The counterargument is that this slows teams down. Product teams want observability, engineers want traces, compliance wants assurance and support teams want replay. All fair. But a schedule actually makes deployment faster once the pattern exists. It gives procurement something to ask vendors. It gives engineering default logging profiles. It gives DPOs a basis for DPIAs. It gives security a reason to retain the traces that matter. It gives records teams a bridge between traditional schedules and AI artefacts. It also reduces the number of awkward late questions after a pilot has already filled a vendor console with customer data.

A good first implementation is to choose three live AI workflows and classify every artefact they create. Then write default retention profiles: low risk internal assistant, confidential internal assistant, customer affecting assistant and regulated decision support. Review those profiles against the ICO, NCSC and sector rules, then put them into vendor configuration and operational runbooks. If you need a broader governance wrapper, connect the schedule to your AI register, DPIA, vendor risk review and incident response playbook. Our guide to AI evidence logs as a compliance layer covers the adjacent evidence pack that boards usually need.

Frequently Asked Questions

Do UK firms have to keep every AI prompt?

No. UK GDPR does not require blanket retention of every prompt. Firms should keep prompts only where there is a clear purpose, such as security investigation, complaint handling, audit evidence or quality assurance, and should minimise, redact or delete when that purpose ends.

How long should AI logs be retained?

There is no universal UK retention period for AI logs. A practical schedule may keep short lived debug logs for days or weeks, security logs for longer, and customer affecting decision evidence in line with complaint, contract or regulated record periods.

Are prompts personal data under UK GDPR?

They can be. A prompt is personal data if it identifies or can reasonably identify an individual, either directly or when combined with other information. Staff often paste customer, employee or case details into prompts, so firms should assume some prompt logs may contain personal data.

Should retrieved documents be copied into AI evidence logs?

Usually not by default. In many RAG systems, retaining source document ID, version, timestamp, chunk reference and retrieval score gives enough evidence without creating a second copy of sensitive content. Full content copies should have a specific justification and shorter access controlled retention.

What should be in an AI evidence retention schedule?

At minimum, include evidence category, use case, retention purpose, retention trigger and period, minimisation approach, owner, storage location, access controls, deletion method, legal hold process and vendor deletion requirements.

How does this affect Microsoft Copilot or ChatGPT Enterprise rollouts?

The firm should understand where prompts, responses, file references and audit logs are stored, which admin controls exist, whether logs can be exported or deleted, and how vendor settings map to the organisation's own retention schedule and DPIA.

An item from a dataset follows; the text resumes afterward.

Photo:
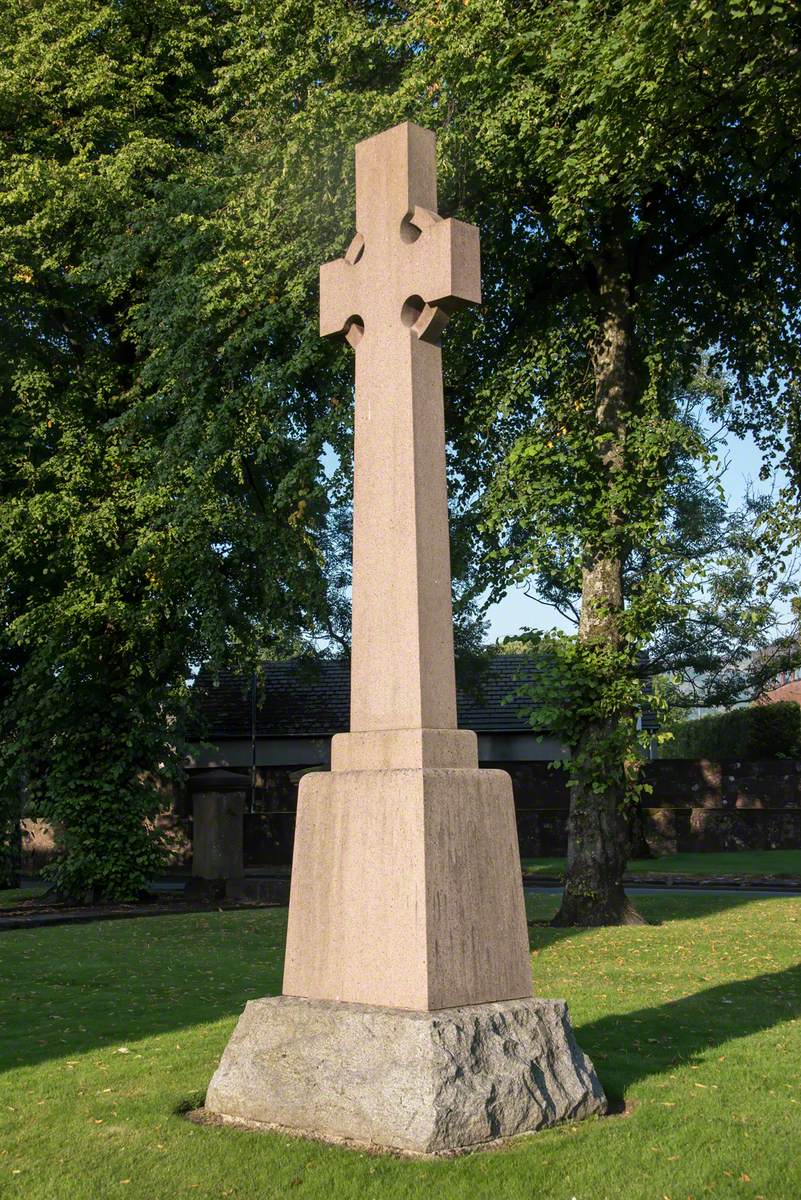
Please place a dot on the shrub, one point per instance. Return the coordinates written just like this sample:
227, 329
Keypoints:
760, 731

Is deleting AI logs quickly always safer?

Not always. Short retention reduces breach and subject access risk, but deleting too quickly can leave the firm unable to investigate misuse, complaints, prompt injection, bias, fraud or system defects. The safer approach is evidence minimisation with justified retention.

Who should own AI evidence retention?

Ownership is usually shared. Records management or data protection may own the schedule, but security, legal, compliance, engineering, product owners and business process owners should define the evidence purpose and operational controls for each use case.